L’Igas [Inspection générale des affaires sociales] avait produit en 2019 une très bonne étude sur les infanticides, qui montrait que 49 % des enfants morts dans le contexte familial étaient des enfants préalablement repérés et suivis par les services sociaux. C’est-à-dire que dans notre pays, la moitié des infanticides pourraient être évités à condition qu’on y mette les moyens.
Une autre chose qui permettrait aujourd’hui de créer de nouvelles places dans le système de protection de l’enfance, ce serait de sortir de cette utopie patriarcale qui consiste à embaucher comme famille d’accueil des couples hétérosexuels avec un schéma très traditionnel. C’est-à-dire un mari qui travaille et une femme qui reste au foyer pour s’occuper des enfants placés.
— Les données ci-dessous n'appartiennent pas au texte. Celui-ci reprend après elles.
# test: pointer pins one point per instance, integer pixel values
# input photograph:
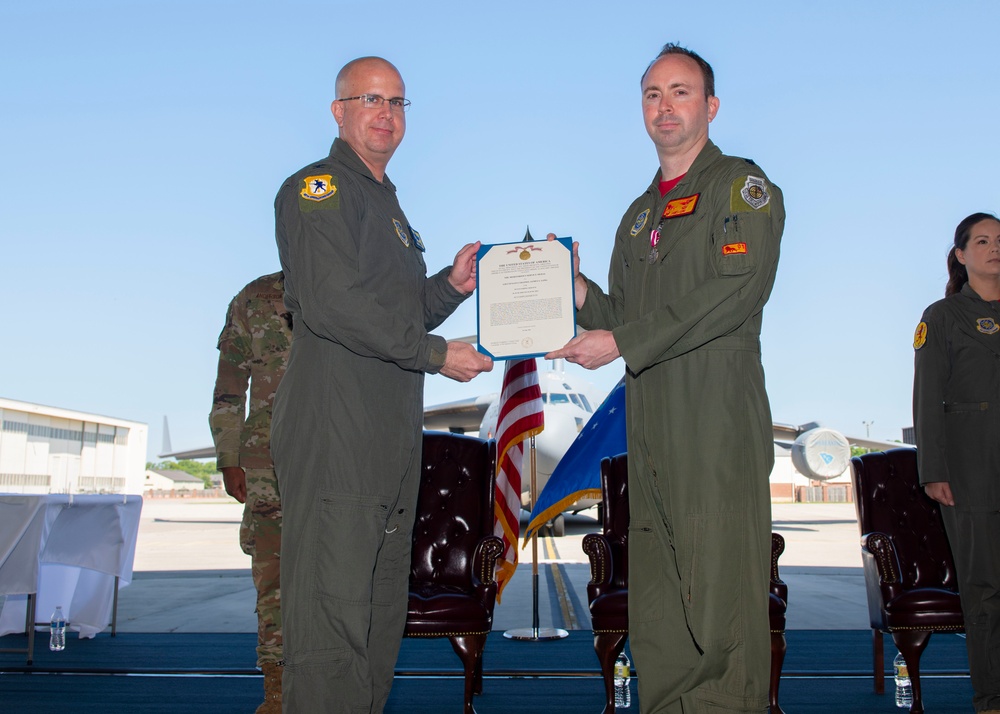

Je pense qu’il va falloir diversifier les familles à qui aujourd’hui on délivre des agréments. Il va falloir permettre à des personnes célibataires, en couple, avec ou sans enfants, hétérosexuels ou LGBTQIA+ de pouvoir obtenir un agrément.
Quand on lit la Convention internationale des droits de l’enfant, et notamment l’article 20, on voit bien que le placement à l’institution doit être subsidiaire. Le placement en famille d’accueil est le mode de placement qui doit être privilégié par les États. En France, ce n’est malheureusement pas le cas, puisque seuls 40 % des enfants placés extraits de leur environnement familial sont aujourd’hui placés en famille d’accueil. Il y a dix ans, c’était 51 %.
À votre avis, pourquoi le gouvernement n’avance pas sur ces sujets ?
L. L. : Il y a plusieurs hypothèses. La première, c’est qu’il y a un rapport de force entre les départements et le gouvernement depuis de très nombreuses années. On a des départements qui ne veulent pas investir financièrement dans cette politique publique parce que ça ne leur apporte rien, c’est une réalité. D’année en année, à un niveau national, les budgets d’aide sociale à l’enfance augmentent, mais jamais de manière proportionnelle aux besoins.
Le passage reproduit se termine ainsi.